Name: Shannon Taylor
Position:  Professor of management in the College of Business

Why are you interested in this research?
Studying workplace mistreatment is not only intellectually stimulating but also socially relevant. Better understanding its causes, consequences, and potential interventions can help people navigate and cope with mistreatment, and it can provide insights into how organizations can mitigate mistreatment to enhance employee satisfaction, well-being, and performance.

Who inspires you to conduct your research?
I often hear from people who have experienced mistreatment at work, and I often speak with managers who want to know how to handle it. These people inspire me to keep going, to keep learning more and to keep contributing in my own small way to foster respectful work environments for future generations.
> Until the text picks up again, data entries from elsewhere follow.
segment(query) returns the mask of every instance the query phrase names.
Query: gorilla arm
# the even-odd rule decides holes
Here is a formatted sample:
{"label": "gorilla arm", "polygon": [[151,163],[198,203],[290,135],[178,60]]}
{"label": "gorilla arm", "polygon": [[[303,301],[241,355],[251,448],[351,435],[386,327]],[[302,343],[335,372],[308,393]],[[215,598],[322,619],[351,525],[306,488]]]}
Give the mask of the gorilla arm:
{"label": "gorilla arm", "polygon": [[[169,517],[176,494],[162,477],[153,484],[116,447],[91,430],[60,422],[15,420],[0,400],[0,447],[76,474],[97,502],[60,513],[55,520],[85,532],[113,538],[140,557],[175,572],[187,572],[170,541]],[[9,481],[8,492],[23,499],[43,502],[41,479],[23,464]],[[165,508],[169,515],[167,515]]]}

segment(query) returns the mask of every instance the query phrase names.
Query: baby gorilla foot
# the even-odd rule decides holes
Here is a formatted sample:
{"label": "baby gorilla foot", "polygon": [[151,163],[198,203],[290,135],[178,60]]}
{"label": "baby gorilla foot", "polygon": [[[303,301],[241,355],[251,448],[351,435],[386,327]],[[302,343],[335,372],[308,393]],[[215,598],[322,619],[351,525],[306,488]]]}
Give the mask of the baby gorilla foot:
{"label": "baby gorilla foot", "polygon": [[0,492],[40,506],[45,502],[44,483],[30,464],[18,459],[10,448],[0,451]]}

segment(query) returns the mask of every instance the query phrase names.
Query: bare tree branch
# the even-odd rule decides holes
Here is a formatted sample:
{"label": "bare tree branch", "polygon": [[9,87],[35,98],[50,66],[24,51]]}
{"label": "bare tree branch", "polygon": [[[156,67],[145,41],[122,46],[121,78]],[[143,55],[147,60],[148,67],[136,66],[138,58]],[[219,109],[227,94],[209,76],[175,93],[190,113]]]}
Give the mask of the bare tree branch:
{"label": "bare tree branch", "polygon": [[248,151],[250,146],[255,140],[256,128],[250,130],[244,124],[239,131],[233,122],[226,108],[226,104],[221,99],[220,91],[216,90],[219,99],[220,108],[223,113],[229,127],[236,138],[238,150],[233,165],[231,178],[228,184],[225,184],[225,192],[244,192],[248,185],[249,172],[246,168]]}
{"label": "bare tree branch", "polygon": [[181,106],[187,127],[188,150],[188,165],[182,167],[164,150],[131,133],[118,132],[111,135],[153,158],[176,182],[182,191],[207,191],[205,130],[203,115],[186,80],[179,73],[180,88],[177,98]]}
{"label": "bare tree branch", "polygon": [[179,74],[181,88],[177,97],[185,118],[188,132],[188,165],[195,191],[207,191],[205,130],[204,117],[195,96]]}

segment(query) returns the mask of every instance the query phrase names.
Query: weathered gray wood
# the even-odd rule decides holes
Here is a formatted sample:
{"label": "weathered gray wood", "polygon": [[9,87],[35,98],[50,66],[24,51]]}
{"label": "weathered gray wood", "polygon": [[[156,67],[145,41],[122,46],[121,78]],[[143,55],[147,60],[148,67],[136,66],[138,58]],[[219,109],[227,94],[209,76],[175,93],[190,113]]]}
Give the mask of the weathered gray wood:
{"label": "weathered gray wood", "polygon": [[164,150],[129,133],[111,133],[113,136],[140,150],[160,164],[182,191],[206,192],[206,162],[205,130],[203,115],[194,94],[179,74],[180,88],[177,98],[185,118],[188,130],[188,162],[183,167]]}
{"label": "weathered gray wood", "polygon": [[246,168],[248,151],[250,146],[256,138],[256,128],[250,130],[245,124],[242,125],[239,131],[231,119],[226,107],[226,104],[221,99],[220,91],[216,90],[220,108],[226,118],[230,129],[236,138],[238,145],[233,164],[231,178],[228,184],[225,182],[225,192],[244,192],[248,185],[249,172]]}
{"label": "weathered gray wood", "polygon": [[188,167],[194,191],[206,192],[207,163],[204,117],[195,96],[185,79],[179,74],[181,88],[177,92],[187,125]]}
How does UCF empower you to do your research?
I’m grateful to UCF for providing me with the resources and environment where I can do meaningful, impactful work. I also feel empowered working alongside my talented colleagues and Ph.D. students in the management department.

What major grants and honors have you earned to support your research?
I have been fortunate to receive summer research grants and research productivity awards from the College of Business, as well as Research Incentive Awards from the university. My work has also been honored in the best paper proceedings of the Academy of Management.

Why is this research important?
Workplace mistreatment can cost organizations millions of dollars, and it can end careers, marriages and even lives. So research on workplace mistreatment is important because the stakes can be very high.